While I admittedly flip-flopped majors several times during my first stint as an undergrad, my love for the journalism won out and in 2005 I earned a Bachelor's of Science of Journalism degree in Advertising, with a [more than] minor concentration in English. I'd like to say my time as an Advertising student left me ready to face the world and the industry I loved, but regrettably I cannot. I could feel the churning sense of forced transitions as I finalized my major choice and began weaving myself tightly into the J-School curriculum, and unfortunately I feel it is the students who got the short end of the stick during this time. My work in Advertising Production at the Daily Athenaeum left me more prepared than the "education" that left me unable to repay my student loans.
Many of the professors I had are no longer with the school, and honestly I don't see that as a bad thing. I can honestly and undoubtedly say that no instructor I had held any passion for the creative design I found to be such an integral part of the advertising world.

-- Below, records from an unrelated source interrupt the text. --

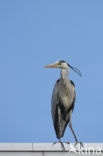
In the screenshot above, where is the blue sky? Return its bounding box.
[0,0,103,142]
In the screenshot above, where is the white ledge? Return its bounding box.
[0,143,103,152]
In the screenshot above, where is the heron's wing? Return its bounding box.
[52,79,75,138]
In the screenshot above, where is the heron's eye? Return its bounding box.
[59,62,61,65]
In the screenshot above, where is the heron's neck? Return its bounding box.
[60,69,69,79]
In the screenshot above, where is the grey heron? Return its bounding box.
[45,60,81,149]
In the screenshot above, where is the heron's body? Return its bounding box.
[51,78,75,139]
[46,61,81,146]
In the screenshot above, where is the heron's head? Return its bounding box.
[45,60,82,76]
[45,60,68,69]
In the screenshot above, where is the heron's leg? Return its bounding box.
[69,120,83,147]
[59,139,65,150]
[69,120,78,143]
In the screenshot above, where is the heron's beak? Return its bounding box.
[45,63,59,68]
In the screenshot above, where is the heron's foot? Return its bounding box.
[59,141,65,151]
[64,142,70,144]
[53,140,65,150]
[74,141,84,148]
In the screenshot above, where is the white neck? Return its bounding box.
[60,69,69,79]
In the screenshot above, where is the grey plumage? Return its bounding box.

Without print ads, sure there is a lot less junk mail, but there are also fewer newspapers and magazines that will be able to swallow that lost revenue, no billboards, basically nothing but text. I remember one day when I was nearing graduation, I asked my advisor (who I believe held statistics, numbers, ratings and all the crap I despised very dear to his heart) what was out there for me if I was to remain in West Virginia after graduating. He never did really give me an answer, and that is because the program (at that time, hopefully it has improved in this respect) was not geared towards keeping students in the state, but instead fueling their necessity to head to a metropolitan area where they would work in a giant advertising conglomerate leaving all that creative mumbo-jumbo to someone else.
I have applied for countless jobs in the area, only to be told the position was being filled by a graphic designer. It never gets any easier hearing that, as it is salt in a wound – that I spent the better part of my early 20s trying to earn a degree that should have given me the option to learn the creative side of the business, including industry software. I was very thankful to have my position with the Daily Athenaeum that gave me the hands on experience I should have received as part of my curriculum. Much of the time, the work I am able to do now in interviews is thanks to my training with Quark and Adobe programs that I was being paid for in college, rather than what I was paying for.
I'm sure my new degree in Human Nutrition and Foods will lend itself much better to a career in my area, and not necessarily just because of more opportunity, and I'm sure I'll be just as happy as I would have been if I was working at an agency or newspaper. What leaves me livid is the fact that due to a shoddy curriculum and lackluster professors stuck in the 1980s boy's club advertising world, I am having to take out more student loans to get a degree that will actually help me pay them off.